Soucieux de maintenir la propreté de leurs parcelles, les familles libèrent de l’espace domestique en entreposant des déchets ménagers au coin des rues espérant les voir dégager rapidement.
Et ce, en se pliant volontiers aux directives de les rassembler aux points de rassemblement désignés par les autorités urbaines pour évacuation.
Malheureusement, le dispositif public montre ses limites sur le terrain.

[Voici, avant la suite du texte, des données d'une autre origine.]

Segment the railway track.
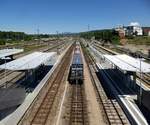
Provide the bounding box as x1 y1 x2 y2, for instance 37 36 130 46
83 42 130 125
27 43 73 125
69 84 88 125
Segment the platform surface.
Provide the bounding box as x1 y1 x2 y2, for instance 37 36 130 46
0 52 56 71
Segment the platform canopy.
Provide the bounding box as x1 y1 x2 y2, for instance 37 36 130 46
0 49 23 58
104 54 150 73
0 52 56 71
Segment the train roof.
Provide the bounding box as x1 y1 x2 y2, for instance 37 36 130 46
72 54 83 64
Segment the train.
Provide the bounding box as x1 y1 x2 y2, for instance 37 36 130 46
69 42 83 84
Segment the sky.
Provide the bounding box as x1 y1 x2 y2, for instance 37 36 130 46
0 0 150 34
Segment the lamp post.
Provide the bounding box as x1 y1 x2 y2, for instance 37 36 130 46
139 56 142 106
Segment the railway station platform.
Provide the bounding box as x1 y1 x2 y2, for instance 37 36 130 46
89 46 150 125
0 49 24 60
0 45 71 125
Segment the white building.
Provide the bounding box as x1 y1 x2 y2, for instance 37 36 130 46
126 22 143 36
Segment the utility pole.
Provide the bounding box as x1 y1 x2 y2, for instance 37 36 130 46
139 56 142 106
88 24 90 31
37 28 40 44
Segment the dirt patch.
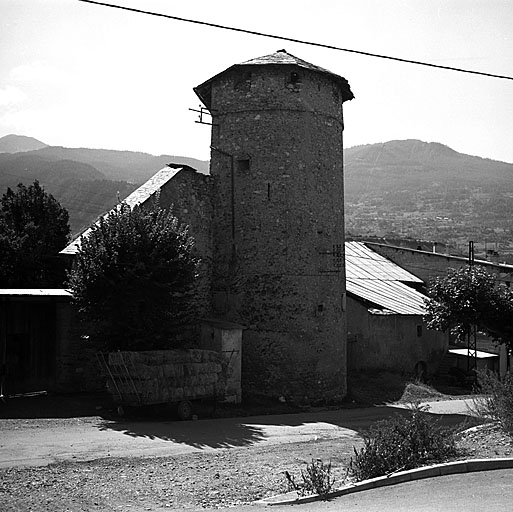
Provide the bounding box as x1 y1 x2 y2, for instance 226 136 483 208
0 418 513 512
0 441 358 512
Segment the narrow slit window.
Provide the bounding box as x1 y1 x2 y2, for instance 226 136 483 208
237 158 250 172
290 71 301 84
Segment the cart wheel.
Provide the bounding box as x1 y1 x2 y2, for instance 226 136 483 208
176 400 192 421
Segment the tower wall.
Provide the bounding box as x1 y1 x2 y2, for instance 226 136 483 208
206 65 346 402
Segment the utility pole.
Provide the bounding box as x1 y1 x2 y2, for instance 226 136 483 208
467 240 477 372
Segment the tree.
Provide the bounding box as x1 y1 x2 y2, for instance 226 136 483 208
69 201 197 350
0 181 70 288
425 266 513 349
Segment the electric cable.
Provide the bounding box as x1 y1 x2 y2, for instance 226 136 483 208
78 0 513 80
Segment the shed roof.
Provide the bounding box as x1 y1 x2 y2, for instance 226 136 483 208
345 242 426 315
448 348 499 359
0 288 71 298
60 164 185 256
194 50 354 109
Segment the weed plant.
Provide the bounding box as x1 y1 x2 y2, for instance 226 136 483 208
472 370 513 436
349 404 457 481
285 459 335 497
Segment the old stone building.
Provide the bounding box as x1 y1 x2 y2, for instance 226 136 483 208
59 50 353 402
195 50 353 401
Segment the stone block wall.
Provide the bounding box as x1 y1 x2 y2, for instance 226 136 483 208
103 349 226 405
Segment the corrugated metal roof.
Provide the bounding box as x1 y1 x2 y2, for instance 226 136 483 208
345 242 423 283
60 166 183 256
345 242 426 315
0 288 71 297
449 348 499 359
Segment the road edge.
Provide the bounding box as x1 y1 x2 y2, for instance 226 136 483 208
257 457 513 506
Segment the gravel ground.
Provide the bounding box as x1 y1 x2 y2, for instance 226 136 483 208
0 424 513 512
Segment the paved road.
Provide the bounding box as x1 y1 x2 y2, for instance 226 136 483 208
220 469 513 512
0 400 478 467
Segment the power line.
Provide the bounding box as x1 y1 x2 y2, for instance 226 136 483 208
78 0 513 80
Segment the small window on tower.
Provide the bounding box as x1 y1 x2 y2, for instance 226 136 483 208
290 71 301 84
233 71 251 91
237 158 249 172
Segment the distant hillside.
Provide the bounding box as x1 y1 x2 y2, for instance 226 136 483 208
25 146 208 183
0 134 47 153
345 140 513 253
0 135 208 233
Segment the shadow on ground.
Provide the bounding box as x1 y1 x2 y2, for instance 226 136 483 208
91 406 480 448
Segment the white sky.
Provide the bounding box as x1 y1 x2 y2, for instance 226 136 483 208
0 0 513 163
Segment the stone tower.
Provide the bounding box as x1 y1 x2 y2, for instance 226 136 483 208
194 50 353 402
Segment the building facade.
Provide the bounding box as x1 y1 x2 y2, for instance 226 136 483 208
195 50 353 402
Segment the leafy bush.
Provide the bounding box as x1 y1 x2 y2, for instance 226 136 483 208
285 459 335 496
0 181 70 288
69 202 197 350
349 405 456 481
474 370 513 435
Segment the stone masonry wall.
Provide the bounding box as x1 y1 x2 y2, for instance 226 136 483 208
347 298 449 375
206 66 346 402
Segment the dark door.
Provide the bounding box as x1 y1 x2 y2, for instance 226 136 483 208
3 300 56 395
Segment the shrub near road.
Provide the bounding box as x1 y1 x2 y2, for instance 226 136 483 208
349 405 457 481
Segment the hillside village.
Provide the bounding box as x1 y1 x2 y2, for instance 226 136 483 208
0 50 513 403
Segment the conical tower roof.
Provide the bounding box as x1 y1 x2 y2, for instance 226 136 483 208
194 50 354 109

Ces sites de transit, dépourvus de toute clôture ou mesure de sécurité, ils se transforment rapidement en décharges à ciel ouvert où les immondices stagnent parfois pendant des semaines.
Cette accumulation prolongée au cœur des quartiers et avenues de la ville de Bukavu génère des risques sanitaires et environnementaux alarmants pour le voisinage immédiat.
Le constat est d’un reporter du journal Le Souverain Libre sur terrain ce vendredi 3 juillet 2026.
Le risque est d’autant plus grave que des enfants, inconscients du danger, s’amusent régulièrement à proximité de ces montagnes d’ordures, s’exposant à de graves infections, regrette un habitant du quartier Nyalukemba qui a requis l’anonymat.
Il indique que ces zones de stockage improvisées constituent également des foyers potentiels de prolifération des moustiques. Ce qui entraîne une recrudescence évidente des cas de paludisme, entre autres maladies.
Face à ce péril sanitaire, les habitants de Bukavu, réclament unanimement la pérennisation et l’efficacité du service de ramassage.
Pour eux, Il est désormais urgent que les autorités se mobilisent pour sécuriser ces points de collecte et garantir une évacuation rapide et systématique des déchets afin de préserver la santé des citoyens et de redonner à la ville un environnement sain.